Advertisers seek television programs that reflect the socially liberal values of contemporary America, despite the Tea Party’s belief that they represent America. That may be why television is quicker to react to the social shifts of America; TV shows depend on commercials and the denizens of Madison Ave. are battling in the marketplace. Their data analysts actually look at the Census statistics that show the changing face of this country.
“Advertisers for many years always took the safe route, which was to try to ruffle no feathers and in doing so became less and less authentic and real,” said Allen Adamson, managing director of the branding firm Landor Associates. “To succeed today, big brands … need to be in touch with what’s authentic and true about American families.”
According to Census data, families with interracial married couples grew by 28 percent in the decade between 2000 and 2010, from 7 percent to 10 percent of the overall population.
“The traditional approach depicting the old `Leave it to Beaver’ family, while offending no one, is not very realistic,” Adamson said.
(I must add that my view on this is based on commercials shown in California, a very diverse marketplace and as we know, the Golden State doesn’t represent the rest of the country. But as a national trendsetter, California’s impact can’t be ignored.)
Motion pictures executives, unfortunately, are slower to adjust to reality and tend to depend on their “gut” feelings or whatever worked in the past. Motion pictures are so expensive to make, studios are reluctant to take risks. Once in a while we’ll get a Joy Luck Club, Selma or 12 Years A Slave, but those examples are still few and far between.
The Motion Picture Academy doesn’t want to have a repeat of #OscarsSoWhite, but its members are still mostly old school and may be resistant to being more open-minded. Oscar nominations will be announced Jan. 14.
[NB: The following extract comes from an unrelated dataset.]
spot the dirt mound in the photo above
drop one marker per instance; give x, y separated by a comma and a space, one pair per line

The Academy has been trying to diversify the nomination process so that the voters – the actors, producers, camera operators, directors and technicians – are more diverse themselves. We see that ever-so-slowly happening but more importantly, we see people of influence move into the decision-making positions. African American producers like Shonda Rhimes and Tyler Perry are chipping away at the old boys’ club but there is no Asian American equivalent to Rhimes and Perry yet. However, AAPI directors, producers and writers such as Justin Lin, Dean Devlin, Ang Lee and Gary Fukunaga are inching into positions of influence and artists Mindy Kaling (The Mindy Project), Aziz Ansari (Masters of None), Dwayne Johnson (Ballers), Ken Jeong (Dr. Ken) and Daniel Wu (Into the Badlands) are creating their own products.
For an industry that has been so exclusive for so long, it may take a Sisyphus-like effort for the entertainment industry to move from a black and white world view to one with full color.
GOLDEN GLOBES: Jan. 10, 8 p.m., EST on NBC
SCREEN ACTORS GUILD AWARDS: Jan. 30, 8 p.m. EST on TNT and TBS
88TH ACADEMY AWARDS: Feb. 28, 5:30 p.m. EST on ABC
(Ed Diokno writes a blog :Views From The Edge: news and analysis from an Asian American perspective.)